This illusion of privacy is created by the engineering of cars themselves, but also by the speed. Once you start driving (or cycling) past 15 mph, you can no longer discern the faces of fellow road users. Thus, everything else out there is just another machine-bubble.
One of the reasons *some* drivers respond with rage to cyclists (purposefully trying to run them off the road, etc.) is that the cyclist reminds them that they are driving around 4000 lb machine that can kill them. Think about it: popular culture is replete with images of car crashes and their effects. Yet, we get in a car daily and drive them around and we have to forget how dangerous it can be to ourselves and to others.
In the US, the sight of a cyclist reminds the driver how vulnerable road users are. It's no longer about other machine-bubbles on the road, but ones with people in them and driving them. The people who react with aggression to cyclists - to the point of trying to harm them or driving aggressively around them -- are (to my mind, Vanderbilt doesn't say this exactly) people who are like abusers: when they see vulnerability in the person they are abusing, they want to hit them more.

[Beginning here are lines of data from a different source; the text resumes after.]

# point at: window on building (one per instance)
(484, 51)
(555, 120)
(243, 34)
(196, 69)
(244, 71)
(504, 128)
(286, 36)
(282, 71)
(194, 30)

The aggressive drivers will say it's because cyclists don't follow the rules. However, Vanderbilt points out that all car drivers break the rules every day. They drive over the speed limit, they drive unsafely around construction sites, they rarely come to a full stop at a stop sign, they speed up to go through yellow lights, the u-turn in the middle of streets, etc. I've forgotten the social-psychological term that he uses for this.
At any rate, Vanderbilt is fascinating on the psychology of driving and does a great job summarizing the research of that fella who wrote the tome on the high cost of parking lots. Forgotten his name.